A bit on the fence at this point, might drop by again once in a blue moon to check things out, but not expecting to blow a large chunk of cash, as most would end up going to HST not my tank, I can do that at BA.


----------



## Will (Jul 24, 2008)

A new store in a City where only a couple LFS stay running at a time... Also the only Reef store let alone proper LFS, between about Hamilton, Milton and Oakville. I should have stopped in yesterday while I was at Gas Link across the road. You know this store is only a few months old, and business are expected to pay and charge taxes... Lets see if we can keep this store open long enough to get well established and able to give those great deals we seek.

Who has the posted hours?


----------



## carmenh (Dec 20, 2009)

Tues-Fri 11-7
Sat 11-5
Sun 12-5
Closed Monday



Will said:


> Who has the posted hours?


----------



## Will (Jul 24, 2008)

Thanks!
Also oops, I see the website is much more complete since I last visited.


----------



## mrobson (Mar 5, 2011)

zenafish said:


> With much anticipation after all the good things said about this new place, I finally found time to make a trip over.
> 
> VERY NICE LOOKING store, clean and neat. Love the LEDs and aluminum shelves and high gloss panels, make the whole place nice and bright. None of that crammy and humid feel when you think fish store. Good quality and healthy stock. The corals are real nice and most of the fish look good. Great guys who run the place.
> 
> ...


yea the store looks amazing, ive spent more than a few days hanging around the store talking to the guys. I agree the pricing isnt quite the weekend slasher sales the T.O stores have but they are a brand new store so they dont have a customer base were they can risk bringing in huge shipments. As for the HST the guys dont want to get into any trouble with revenue canada as this isnt really a job for them its more of a hobby/love affair. The stock and prices are great compared to the other local options, not to mention all prices are on a viewable stock list so you pay what the next guy pays. The thing that stood out the most to me is even though these guys just opened the store they didnt push a lot of expensive products on me when i went in with some questions about a nano in the works and my current tank. Unlike BA these guys wont sell you sick stock or something you dont need just to get some cash in the register.


----------



## fury165 (Aug 21, 2010)

I for one am glad the guys set up shop. Now we have another scarce resource we need badly in our hobby - a QUALITY fish store dedicated to marine aquariums.
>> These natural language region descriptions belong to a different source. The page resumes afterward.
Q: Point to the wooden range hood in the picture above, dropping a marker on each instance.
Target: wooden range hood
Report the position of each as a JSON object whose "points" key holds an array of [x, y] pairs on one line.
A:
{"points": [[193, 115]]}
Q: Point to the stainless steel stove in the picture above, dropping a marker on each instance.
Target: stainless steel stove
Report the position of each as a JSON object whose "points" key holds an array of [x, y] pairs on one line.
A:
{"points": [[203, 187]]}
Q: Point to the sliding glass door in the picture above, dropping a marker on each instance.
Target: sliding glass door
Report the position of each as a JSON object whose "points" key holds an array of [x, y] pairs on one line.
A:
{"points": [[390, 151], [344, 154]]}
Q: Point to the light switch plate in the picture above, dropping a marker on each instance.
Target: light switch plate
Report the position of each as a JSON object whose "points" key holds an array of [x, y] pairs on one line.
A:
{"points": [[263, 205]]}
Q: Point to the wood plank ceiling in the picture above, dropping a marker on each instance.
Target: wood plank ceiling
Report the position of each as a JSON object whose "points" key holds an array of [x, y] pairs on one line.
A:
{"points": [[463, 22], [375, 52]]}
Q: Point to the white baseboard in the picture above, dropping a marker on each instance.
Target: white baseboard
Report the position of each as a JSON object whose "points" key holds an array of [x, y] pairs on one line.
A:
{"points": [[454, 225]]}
On top of clean, modern and well laid out store - they have a dedicated team with a solid reputation, not the BA teenies dispensing all kind of bad advice to the masses. When I visited, I had the pleasure of speaking to Shawn who discussed things with me at length. In the end I left with some nice coral that i paid a fair price for . 

Even more important, I felt like a valued client - take a drive down to Dundas street in Mississauga and drop by that 'high end' reef store and let me know What you think.


----------



## zenafish (Feb 20, 2007)

Never liked that 'high end reef store' and never spent a penny there.

Never doubted Mike and Shawn's knowledge or quality of products and service either. Comparing them to the BA teenies would be an insult to them.

Just saying...pricing is not competitive in today's GTA market. When I saw that price list I thought I took a time warp back several years to when all things were sold at a premium.

Yes we on the west end are pretty deprived of good stores. I've made a habit of shopping out east and plan a day out of it.


----------



## devin98 (Jan 29, 2012)

Stopped in today to check the store out left with a few corals. Great setup no expenses spared on setting up the store which is nice to see that they can house animals long term vs turning and burning them.

Did not think pricing was out of whack and stock levels were fantastic.


----------